Aujourd’hui installée à Paris, Toronto (Canada), São Paulo (Brésil) et
très prochainement à Rabat (Maroc), la société Comes développe une
méthode de communication d’influence reposant sur la valorisation des
identités. Elle travaille en outre en étroite collaboration avec des
spécialistes nord et sud-américains de la planification stratégique, du
management et du branding. Notre positionnement influence se situe donc à la confluence de l’intelligence économique (competitive intelligence pour être plus précis) et de la communication sur le monde du high end branding qu’affectionnent tout particulièrement les stratèges d’outre-Atlantique.
Quelle serait votre définition de l’E-réputation et du rôle des e-influenceurs dans cette communication globale?
Vous posez ici la question de la
technique, alors que l’influence, étymologiquement (il faut insister sur
les racines néoplatoniciennes de la Renaissance du terme influence),
est un flux. Qu’il se répande via le Net comme c’est le cas le plus
souvent est en l’occurrence secondaire. C’est poser là la question des
moyens. Bien sûr, la e-réputation est capitale et les e-influenceurs
constituent des rouages essentiels de la communication d’influence sur
le web. Mais au-delà du factuel et du technique, souvenons-nous que
l’influence, avant tout, c’est un contenu, non un contenant.
Accompagnant et confortant la stratégie (sans stratégie, pas
d’influence), l’influence est d’abord une logique à l’œuvre et une
pensée en action, qui se déploient au travers de vecteurs divers,
intégrant des messages récurrents à forte valeur ajoutée. Comme le dit
Alain Juillet, l’influence, c’est amener sans coercition, celui que l’on
veut influencer à changer son paradigme de pensée, à modifier ses
fondamentaux, à faire évoluer sa perception des réalités, en usant aussi
bien de la raison que de la séduction – parfois des deux – pour
atteindre l’effet final recherché.
Cette communication d’influence est bien spécifique. Elle n’a pas
pour but de vanter les mérites de tel ou tel produit ou service.

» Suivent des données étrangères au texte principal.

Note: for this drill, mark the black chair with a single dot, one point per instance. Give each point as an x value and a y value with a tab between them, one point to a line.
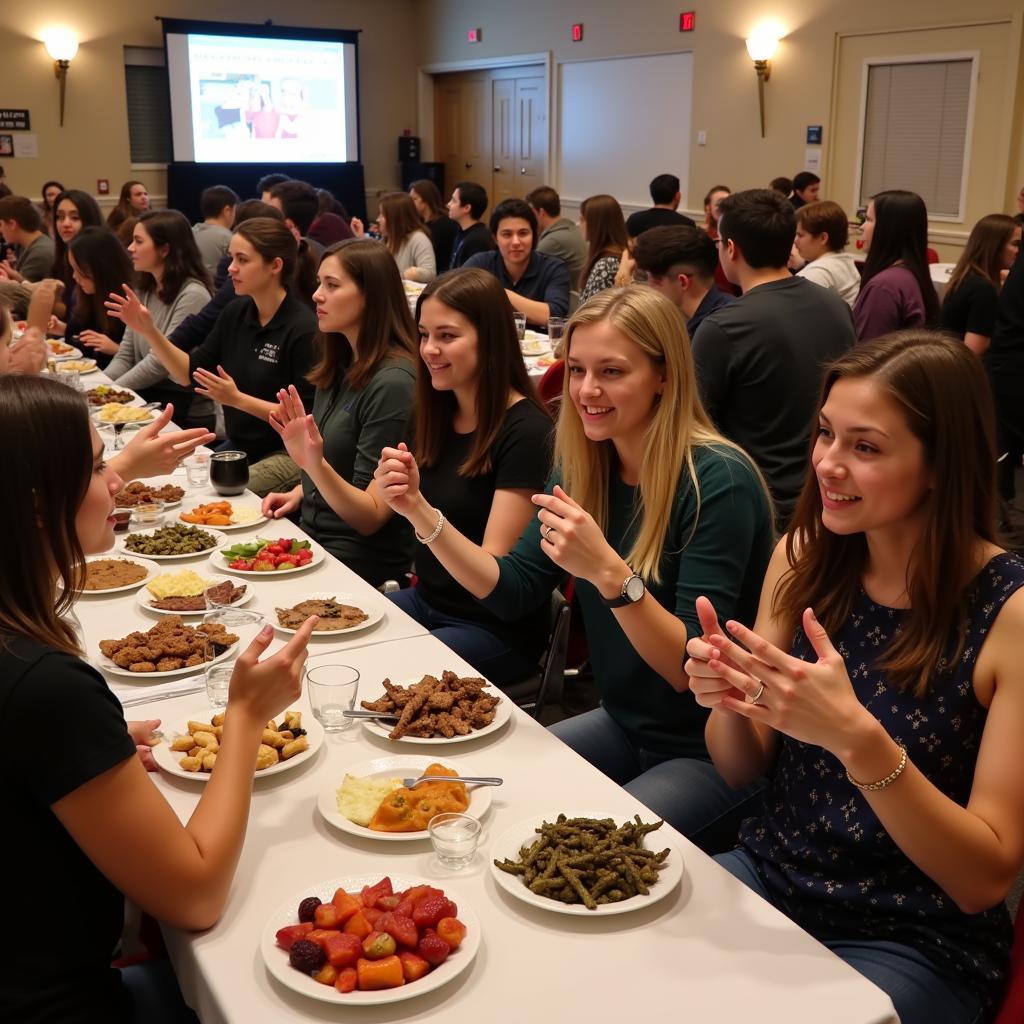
546	685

L’influence requiert de la subtilité. L’objectif n’est pas de saturer la
cible par des messages directs, mais plutôt d’interpeller, de manière
transverse et indirecte, ses sens et sa raison, de façon à ce que,
librement, par le seul jeu des idées et des représentations, la cible en
vienne à faire évoluer son jugement. L’influence n’a donc rien à voir
avec la manipulation ou la désinformation. Il n’y a pas coercition, mais
redistribution d’une donne informationnelle. L’influence implique donc
que l’on sorte du strict cadre d’une communication centrée sur le
savoir-faire technique du client, pour user en revanche des ressources
d’autres champs cognitifs, en particulier ceux des sciences humaines.
Pratiquer l’influence à l’égard des cibles visées exige donc de
parfaitement appréhender la nature des mécanismes psychologiques et
cognitifs à l’œuvre, sans oublier l’articulation des rouages de nos
sociétés, des cultures et des environnements.
Pourquoi la question de
l’identité de l’individu, des entreprises, de la marque est aujourd’hui
centrale dans l’analyse communicationnelle? Vous pouvez nous éclairer
sur la notion de l’influence via le high end branding?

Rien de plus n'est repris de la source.